The antibody to the epidermal growth factor receptor erbitux (cetuximab) (introductory post here) has been used as an effective treatment for colon and also head and neck cancer for several years, but its role in lung cancer has yet to be defined.  Early work in lung cancer was not especially impressive (prior post here), but in September, 2007, a press release reported that the FLEX trial, a European randomized study for first line advanced NSCLC that gave cisplatin/navelbine with or without erbitux, was positive with a statistical survival benefit (prior post here).  Several months later, we’ve got no more information than that press release, but we do know that the trial was designed to require a survival benefit of at least 20-25% (I’ve never gotten a firm answer on this) from chemo/erbitux compared with chemo alone to be positive, so presumably it achieved a pretty impressive result that should be clinically relevant, offering a survival benefit in the same range as adding avastin to chemo for first line advanced NSCLC.

   In the setting of mixed results and unreported positive trials, additional signals that can validate positive results are particularly helpful.  A randomized phase II trial by Dr. Charles Butts and colleagues that enrolled first-line advanced NSCLC patients to receive either platinum-based chemo alone or with erbitux was presented at ASCO this year (abstract here), and the results were provocative, but the trial was small, with just 131 patients, and in the absence of a larger trial demonstrating the benefit of erbitux, it didn’t blow me away.

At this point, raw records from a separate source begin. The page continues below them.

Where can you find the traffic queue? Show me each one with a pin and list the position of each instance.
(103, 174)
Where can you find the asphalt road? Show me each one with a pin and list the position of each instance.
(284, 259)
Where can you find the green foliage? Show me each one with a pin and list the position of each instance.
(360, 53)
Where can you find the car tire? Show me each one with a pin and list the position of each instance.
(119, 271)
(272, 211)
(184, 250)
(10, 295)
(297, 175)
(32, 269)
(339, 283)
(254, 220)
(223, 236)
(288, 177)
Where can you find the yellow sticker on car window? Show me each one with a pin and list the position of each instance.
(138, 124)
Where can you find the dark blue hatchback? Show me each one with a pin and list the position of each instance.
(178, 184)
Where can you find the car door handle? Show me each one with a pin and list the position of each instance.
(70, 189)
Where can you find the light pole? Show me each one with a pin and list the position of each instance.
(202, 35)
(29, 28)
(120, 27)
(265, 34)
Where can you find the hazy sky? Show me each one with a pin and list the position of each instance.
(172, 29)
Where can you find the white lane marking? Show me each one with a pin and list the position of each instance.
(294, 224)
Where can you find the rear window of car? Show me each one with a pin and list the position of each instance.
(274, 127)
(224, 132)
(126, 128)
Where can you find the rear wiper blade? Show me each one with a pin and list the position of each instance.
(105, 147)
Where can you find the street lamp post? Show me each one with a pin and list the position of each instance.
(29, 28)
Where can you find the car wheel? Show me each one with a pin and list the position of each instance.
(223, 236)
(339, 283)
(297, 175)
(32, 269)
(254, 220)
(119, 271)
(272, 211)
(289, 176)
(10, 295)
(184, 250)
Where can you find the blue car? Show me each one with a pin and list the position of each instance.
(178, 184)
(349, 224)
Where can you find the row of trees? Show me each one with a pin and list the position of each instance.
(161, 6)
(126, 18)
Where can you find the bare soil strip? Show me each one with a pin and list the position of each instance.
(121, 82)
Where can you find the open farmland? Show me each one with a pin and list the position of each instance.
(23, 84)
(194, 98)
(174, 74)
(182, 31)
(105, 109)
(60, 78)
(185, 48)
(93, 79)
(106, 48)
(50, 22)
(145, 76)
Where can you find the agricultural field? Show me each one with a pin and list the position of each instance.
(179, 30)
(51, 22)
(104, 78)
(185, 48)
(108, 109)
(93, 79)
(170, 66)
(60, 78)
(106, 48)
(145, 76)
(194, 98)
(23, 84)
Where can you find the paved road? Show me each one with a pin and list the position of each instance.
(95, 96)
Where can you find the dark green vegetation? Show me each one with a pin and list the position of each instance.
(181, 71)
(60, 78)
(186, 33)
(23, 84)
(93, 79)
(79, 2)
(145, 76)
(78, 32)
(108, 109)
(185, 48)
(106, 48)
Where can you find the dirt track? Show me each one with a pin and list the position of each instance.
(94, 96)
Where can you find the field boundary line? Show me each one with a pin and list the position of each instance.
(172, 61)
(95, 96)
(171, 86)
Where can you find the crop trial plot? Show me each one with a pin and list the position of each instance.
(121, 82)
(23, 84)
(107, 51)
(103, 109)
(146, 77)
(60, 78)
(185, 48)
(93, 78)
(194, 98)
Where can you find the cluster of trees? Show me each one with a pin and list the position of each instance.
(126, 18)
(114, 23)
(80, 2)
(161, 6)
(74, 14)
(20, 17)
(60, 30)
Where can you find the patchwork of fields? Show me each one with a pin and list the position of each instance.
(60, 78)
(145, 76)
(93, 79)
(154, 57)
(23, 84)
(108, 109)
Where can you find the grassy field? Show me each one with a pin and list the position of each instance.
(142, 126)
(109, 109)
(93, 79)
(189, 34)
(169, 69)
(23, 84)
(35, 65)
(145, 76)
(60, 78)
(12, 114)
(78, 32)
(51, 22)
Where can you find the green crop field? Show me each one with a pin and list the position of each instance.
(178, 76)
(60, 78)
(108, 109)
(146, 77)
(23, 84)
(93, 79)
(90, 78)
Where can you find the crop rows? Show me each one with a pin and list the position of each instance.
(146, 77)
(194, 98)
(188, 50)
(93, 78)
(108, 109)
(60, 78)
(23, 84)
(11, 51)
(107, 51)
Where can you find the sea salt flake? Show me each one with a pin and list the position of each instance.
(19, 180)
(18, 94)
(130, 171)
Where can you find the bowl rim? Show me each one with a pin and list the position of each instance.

   The full manuscript was just published in the Journal of Clinical Oncology (abstract here), and while it’s still a small study that won’t change the world, it now corroborates the positive FLEX trial and therefore has a new significance, to my eye.  The schema was that previously untreated patients would be randomized to receive platinum (cisplatin or carboplatin) with gemcitabine on three week cycles, either alone or with weekly erbitux:

(Click on image to enlarge)

It was actually originally designed to be a larger trial, with 300 patients, but the company decided to focus on FLEX and the BMS 099 trial (described in this post) and reduce this trial to about 120 patients. 

   Although technically you can’t compare the two arms of a randomized phase II trial, it’s remarkably hard not to, especially when people present the results next to or on top of each other.  And the results of this trial, while favorable, certainly aren’t enough to change practice.  But the response rate was 28% for the recipients of erbitux with chemo, vs. 18% for chemo alone, and the progression-free and overall survival results both appear notably superior on the erbitux arm:

The side effects of erbitux weren’t surprising in light of the significant clinical experience with this agent in oncology over the past several years.  Rash/skin toxicity (worse than the EGFR tyrosine kinase inhibitors like iressa and tarceva, overall), low blood magnesium levels, diarrhea, and fatigue were the leading issues with erbitux compared with chemo alone.

   With just 131 patients, this isn’t the definitive answer, but it makes the positive FLEX trial seem much less like the outlier and suggests that erbitux may also be beneficial with a range of chemotherapy regimens.  There were also some signals of favorable results in other erbitux trials as well, albeit less striking.  One other open question is whether there is a much greater benefit from erbitux in patients who have tumors positive for EGFR by fluorescence in situ hybridization, or FISH, as was suggested by preliminary work by the Southwest Oncology Group (see post here), remains an open question.  In the meantime, even without being able to select a subset of patients who do especially well with erbitux, the FLEX trial no longer stands alone as a positive trial.  Significantly, it also appears that erbitux can be effectively combined with chemo in a way that I don’t think applies for EGFR tyrosine kinase inhibitors with concurrent chemo (as discussed in prior post). 

   We’ll get more information on the FLEX trial and other work with erbitux in lung cancer in coming months, but I’m becoming increasingly convinced that it will have a real place in treating NSCLC in the (near) future.